O inconformismo ao ver a transformação da produção dos meios de comunicação tende a ser crescente. Bons assuntos não merecem destaque, ao contrário de assuntos superficiais. “Há aumento das funções sem ao menos algum retorno de remuneração, que ajude a pagar tratamentos de saúde no futuro por conta do excesso de trabalho”, dizem.

No site Contraponto Digital, da PUC de São Paulo, o jornalista e professor José Arbex, critica diferenças entre o jornalismo dos anos 70 e de hoje. Ele avalia que o sistema é montado para impedir o pensamento crítico do público, com as notícias rápidas e superficiais publicadas no Instagram que dispensam qualquer reflexão sobre o assunto retratado, pois logo depois a pessoa já se esqueceu do que leu, pois em seguida já é bombardeada com mais informações.

Batalha ideológica

“Síndrome de Estocolmo”, o comportamento do sequestrado que passa a defender o seu sequestrador, também define a relação estabelecida na relação entre os trabalhadores de imprensa e seus empregadores, no mercado onde o espírito do tempo — zeitgeist — do bom jornalismo se resume a bater escanteio e cabecear na área para fazer o gol.

No grupo dos sequestrados estarão os profissionais que incorporam a crença de que a imprensa está passando por um processo de modernização. “Para sobreviver no futuro, todo jornalista será multimídia”, dizem os gurus do otimismo, para satisfação dos empregadores. Entre repórteres e editores sobreviventes, há muitos que têm dificuldade em perceber que o verdadeiro nome do modelo de produção é precarização.

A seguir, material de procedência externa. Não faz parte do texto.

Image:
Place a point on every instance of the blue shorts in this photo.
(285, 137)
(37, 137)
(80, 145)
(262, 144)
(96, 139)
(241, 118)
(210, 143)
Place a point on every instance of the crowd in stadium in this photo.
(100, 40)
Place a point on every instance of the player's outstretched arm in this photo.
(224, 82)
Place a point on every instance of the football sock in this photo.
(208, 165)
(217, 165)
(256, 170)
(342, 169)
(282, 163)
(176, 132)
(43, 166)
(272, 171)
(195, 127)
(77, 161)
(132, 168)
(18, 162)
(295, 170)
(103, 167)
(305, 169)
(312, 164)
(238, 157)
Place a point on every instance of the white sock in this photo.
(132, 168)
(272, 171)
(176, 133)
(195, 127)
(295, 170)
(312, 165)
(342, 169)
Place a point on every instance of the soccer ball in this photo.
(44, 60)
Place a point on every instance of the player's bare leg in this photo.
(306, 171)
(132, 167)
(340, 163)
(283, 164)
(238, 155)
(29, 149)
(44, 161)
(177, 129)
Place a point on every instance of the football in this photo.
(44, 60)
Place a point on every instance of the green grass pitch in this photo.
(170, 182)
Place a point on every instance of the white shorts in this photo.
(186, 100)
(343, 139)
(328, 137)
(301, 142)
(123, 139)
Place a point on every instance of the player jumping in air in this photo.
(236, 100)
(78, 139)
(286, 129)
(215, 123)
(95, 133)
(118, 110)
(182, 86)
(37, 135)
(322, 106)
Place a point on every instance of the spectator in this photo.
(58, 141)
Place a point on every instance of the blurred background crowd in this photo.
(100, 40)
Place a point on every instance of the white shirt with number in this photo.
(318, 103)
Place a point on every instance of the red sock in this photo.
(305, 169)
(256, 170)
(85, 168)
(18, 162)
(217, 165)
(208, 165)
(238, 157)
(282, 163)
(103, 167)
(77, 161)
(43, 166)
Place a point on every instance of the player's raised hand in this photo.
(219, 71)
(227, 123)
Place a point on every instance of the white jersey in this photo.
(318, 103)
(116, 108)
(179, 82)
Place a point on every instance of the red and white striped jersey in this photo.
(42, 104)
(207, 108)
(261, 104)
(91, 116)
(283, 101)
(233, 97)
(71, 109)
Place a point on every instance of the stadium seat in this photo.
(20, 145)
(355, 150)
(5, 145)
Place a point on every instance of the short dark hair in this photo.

Voluntariamente ou não, grande parte dos jornalistas se adapta às condições impostas pelas empresas empregadoras, enquanto funções são extintas e direitos são eliminados. “Adapte-se ou morra” tende a ser o comportamento de quem não enxerga alternativas diante das mudanças que são incorporadas com naturalidade pela própria categoria.

Como assinala a matéria do Contraponto Digital, “hoje, mais do que nunca, o que importa são números grandes, deixando a qualidade em escanteio. A sociedade neoliberal-capitalista desvalorizou o tempo, a história, a construção, o simbólico e a ética”. O texto de qualidade demandado pelas empresas jornalísticas é aquele capaz de gerar o maior número de acessos.

Conformismo ou resistência: o que fazer?

Há alternativas? Antes de mais nada, para quem tem o privilégio de um trabalho formal, dentro de redações da mídia tradicional, é necessário entender que o processo de precarização não será revertido. O mercado vive o seu novo normal. O sociólogo Ricardo Antunes prevê, de forma geral, que o trabalho será mais desregulamentado, mais informalizado, mais intensificado. Tudo o que puder ser automatizado, será. Os laços de solidariedade e de ação coletiva serão enfraquecidos. Será o trabalhador a serviço das máquinas digitais.

O trabalhador alheio ao futuro, que imagina que não será afetado, se engana. O “jornalista multimídia” também será atropelado com o surgimento de novas tecnologias e, inclusive, com a informalidade das relações de trabalho. As empresas buscam novos modelos de negócios, onde as tecnologias darão as cartas e os vínculos humanos serão cada vez mais fracos.

O aumento da precarização só poderá ser combatido com o fortalecimento de ações coletivas e com a apropriação das tecnologias pelos profissionais. Jornalistas, assim como outras categorias, devem entender que não será no ambiente do capitalismo do século 21 que vão ocorrer as transformações que resgatem o valor da produção de informações de qualidade.